L’éducation est apparue comme le principal moteur de la transformation de l’Afrique, selon les discussions tenues lors du Sommet mondial des gouvernements à Dubaï. Cette question revêt une urgence nouvelle, car les projections démographiques indiquent que d’ici 2050, près de la moitié de la population africaine aura moins de 25 ans, exerçant une pression sans précédent sur les systèmes éducatifs du continent.
Laura Frigenti, directrice générale du Partenariat mondial pour l’éducation, a souligné que si l’éducation nécessite des investissements considérables, son impact est à long terme et souvent lent à se concrétiser. « L’éducation est un secteur très coûteux, et c’est un secteur qui ne porte ses fruits qu’à long terme. C’est pourquoi, malheureusement, de nombreux gouvernements la relèguent au second plan », a-t-elle déclaré. Elle a ajouté que la décision de l’Union africaine de déclarer 2024 Année internationale de l’éducation a contribué à renforcer l’engagement politique et à concentrer les efforts sur la préparation de la prochaine génération au développement du continent.
Le financement demeure un défi majeur. Les décideurs politiques préconisent de plus en plus une transition d’un modèle dépendant de l’aide au développement vers des mécanismes de financement innovants et des systèmes fiscaux nationaux plus robustes afin de financer durablement l’éducation à grande échelle.

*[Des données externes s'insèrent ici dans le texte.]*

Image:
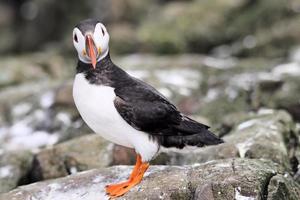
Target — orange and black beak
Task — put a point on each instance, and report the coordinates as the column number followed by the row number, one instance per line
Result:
column 91, row 50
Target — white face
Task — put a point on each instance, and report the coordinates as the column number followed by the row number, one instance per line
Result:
column 100, row 40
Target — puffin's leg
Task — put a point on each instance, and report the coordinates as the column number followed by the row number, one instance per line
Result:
column 131, row 183
column 114, row 187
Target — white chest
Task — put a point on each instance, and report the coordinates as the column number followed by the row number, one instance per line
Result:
column 95, row 104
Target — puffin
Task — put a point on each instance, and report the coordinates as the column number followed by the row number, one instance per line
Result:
column 126, row 110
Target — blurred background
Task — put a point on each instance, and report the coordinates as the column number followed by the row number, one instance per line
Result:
column 217, row 60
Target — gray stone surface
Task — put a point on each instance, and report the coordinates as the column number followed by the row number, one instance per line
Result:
column 80, row 154
column 223, row 179
column 14, row 166
column 261, row 136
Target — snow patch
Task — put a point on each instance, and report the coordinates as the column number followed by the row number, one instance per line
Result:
column 179, row 77
column 219, row 63
column 246, row 124
column 47, row 99
column 239, row 196
column 244, row 147
column 6, row 171
column 21, row 109
column 290, row 69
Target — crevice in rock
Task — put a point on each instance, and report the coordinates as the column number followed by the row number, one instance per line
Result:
column 33, row 175
column 265, row 186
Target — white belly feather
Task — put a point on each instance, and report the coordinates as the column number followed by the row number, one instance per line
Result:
column 95, row 104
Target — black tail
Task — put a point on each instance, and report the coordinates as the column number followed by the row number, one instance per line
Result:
column 191, row 133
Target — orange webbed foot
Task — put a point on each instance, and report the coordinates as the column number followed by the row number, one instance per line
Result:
column 117, row 190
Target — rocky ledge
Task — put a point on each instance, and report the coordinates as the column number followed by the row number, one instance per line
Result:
column 260, row 160
column 222, row 179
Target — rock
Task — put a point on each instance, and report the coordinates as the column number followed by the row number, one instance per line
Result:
column 223, row 179
column 80, row 154
column 263, row 136
column 14, row 166
column 283, row 187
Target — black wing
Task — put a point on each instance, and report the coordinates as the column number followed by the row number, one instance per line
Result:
column 145, row 108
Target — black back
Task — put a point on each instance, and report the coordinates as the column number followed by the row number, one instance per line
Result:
column 145, row 109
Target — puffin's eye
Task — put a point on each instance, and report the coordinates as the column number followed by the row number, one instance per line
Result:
column 75, row 38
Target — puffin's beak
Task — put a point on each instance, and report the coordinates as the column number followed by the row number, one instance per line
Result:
column 91, row 50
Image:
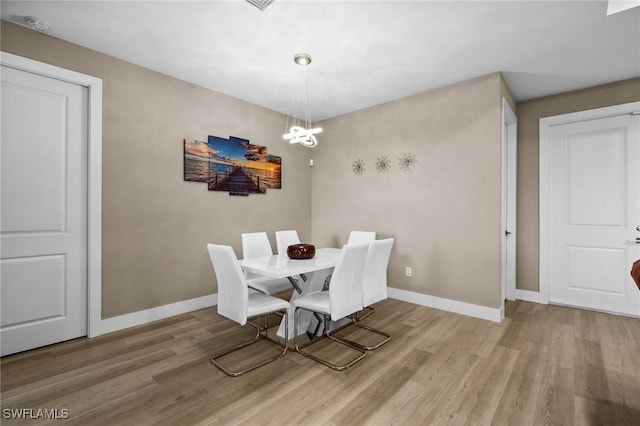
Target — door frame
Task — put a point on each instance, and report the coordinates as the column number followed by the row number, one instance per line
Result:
column 509, row 193
column 545, row 191
column 94, row 175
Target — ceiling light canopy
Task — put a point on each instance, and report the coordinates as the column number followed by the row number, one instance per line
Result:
column 301, row 130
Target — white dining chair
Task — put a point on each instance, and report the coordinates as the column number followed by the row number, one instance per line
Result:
column 236, row 303
column 356, row 237
column 257, row 244
column 374, row 287
column 286, row 238
column 342, row 299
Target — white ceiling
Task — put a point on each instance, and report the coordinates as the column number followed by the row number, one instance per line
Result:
column 364, row 52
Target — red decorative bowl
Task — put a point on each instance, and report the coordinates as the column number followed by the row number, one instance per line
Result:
column 301, row 251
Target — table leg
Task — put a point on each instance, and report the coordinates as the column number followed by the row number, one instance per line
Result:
column 314, row 282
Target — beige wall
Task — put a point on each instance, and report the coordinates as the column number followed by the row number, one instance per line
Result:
column 529, row 114
column 155, row 225
column 445, row 213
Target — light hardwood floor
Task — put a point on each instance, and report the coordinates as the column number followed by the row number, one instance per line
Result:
column 541, row 365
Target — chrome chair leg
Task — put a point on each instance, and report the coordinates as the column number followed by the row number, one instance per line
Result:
column 356, row 322
column 322, row 361
column 260, row 334
column 369, row 310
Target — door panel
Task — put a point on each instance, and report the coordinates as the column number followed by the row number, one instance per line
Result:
column 595, row 208
column 44, row 211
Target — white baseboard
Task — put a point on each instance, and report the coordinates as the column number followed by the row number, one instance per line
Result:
column 528, row 296
column 449, row 305
column 142, row 317
column 133, row 319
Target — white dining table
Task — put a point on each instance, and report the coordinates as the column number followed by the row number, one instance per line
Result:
column 315, row 270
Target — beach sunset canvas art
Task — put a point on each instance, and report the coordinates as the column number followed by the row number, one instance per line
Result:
column 233, row 165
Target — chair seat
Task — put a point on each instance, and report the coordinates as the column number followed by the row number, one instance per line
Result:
column 269, row 285
column 260, row 304
column 316, row 302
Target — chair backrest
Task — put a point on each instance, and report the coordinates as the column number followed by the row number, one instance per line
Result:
column 374, row 279
column 255, row 244
column 233, row 293
column 356, row 237
column 345, row 287
column 284, row 239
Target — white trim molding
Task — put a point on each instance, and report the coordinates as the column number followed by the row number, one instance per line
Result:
column 545, row 165
column 449, row 305
column 133, row 319
column 528, row 296
column 94, row 174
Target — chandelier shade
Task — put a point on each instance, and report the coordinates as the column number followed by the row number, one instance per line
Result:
column 299, row 128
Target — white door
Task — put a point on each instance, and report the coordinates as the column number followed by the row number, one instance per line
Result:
column 43, row 222
column 509, row 193
column 594, row 195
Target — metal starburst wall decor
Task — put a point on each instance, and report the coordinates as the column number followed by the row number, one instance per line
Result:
column 383, row 164
column 358, row 167
column 407, row 161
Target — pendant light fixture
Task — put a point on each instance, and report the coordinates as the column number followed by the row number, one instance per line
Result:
column 298, row 126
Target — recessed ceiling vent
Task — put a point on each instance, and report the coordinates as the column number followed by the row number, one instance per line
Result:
column 260, row 4
column 36, row 24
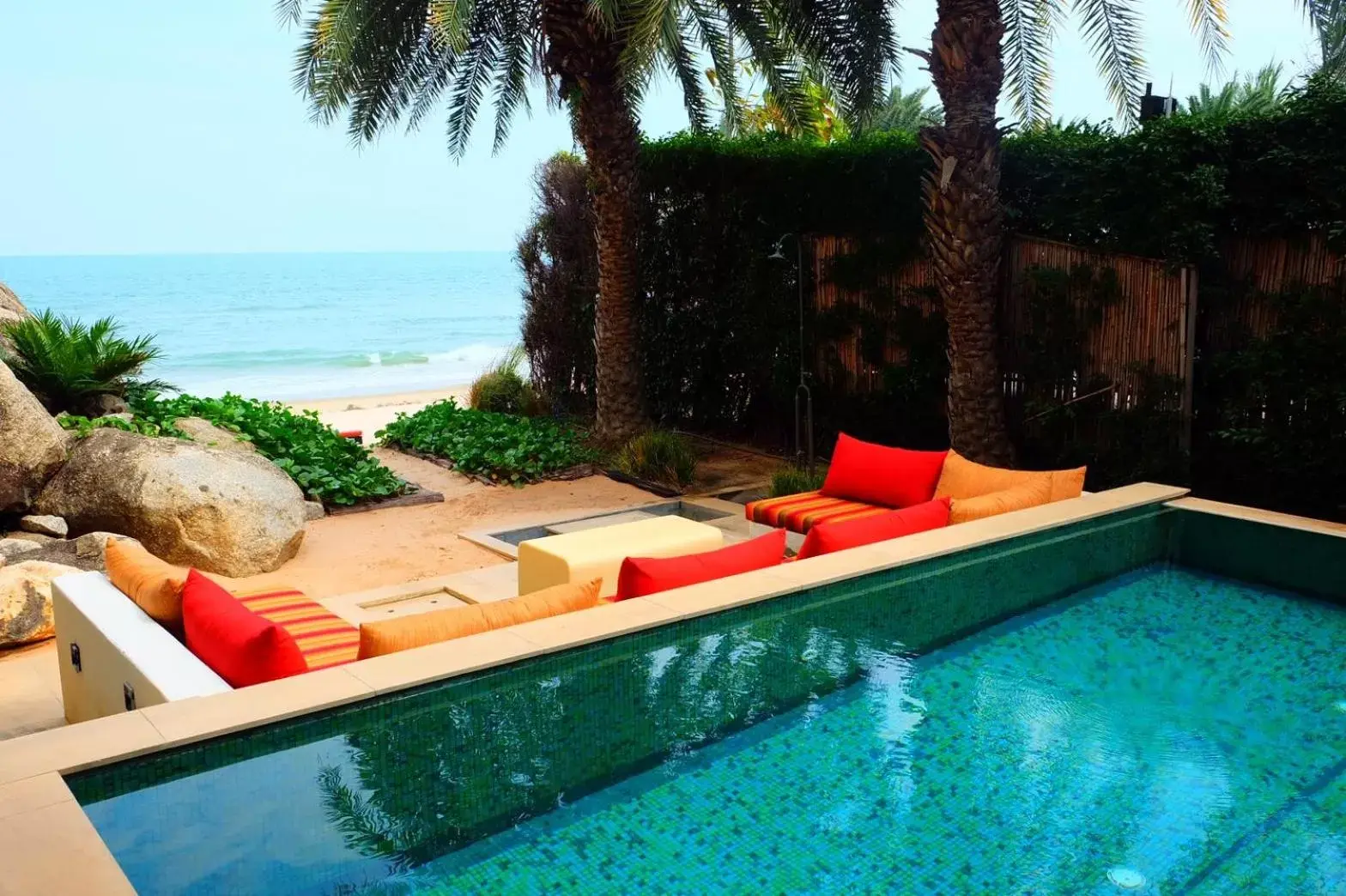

Le Nigéria, pays le plus peuplé d’Afrique, se positionne comme un acteur clé de cette transformation. La ministre nigériane des Arts, de la Culture, du Tourisme et de l’Économie créative, Hannatu Musa Musawa, a souligné les ambitions de leadership du pays. « Le Nigéria est un leader mondial », a-t-elle déclaré. « Si le Nigéria réussit, l’Afrique réussira. »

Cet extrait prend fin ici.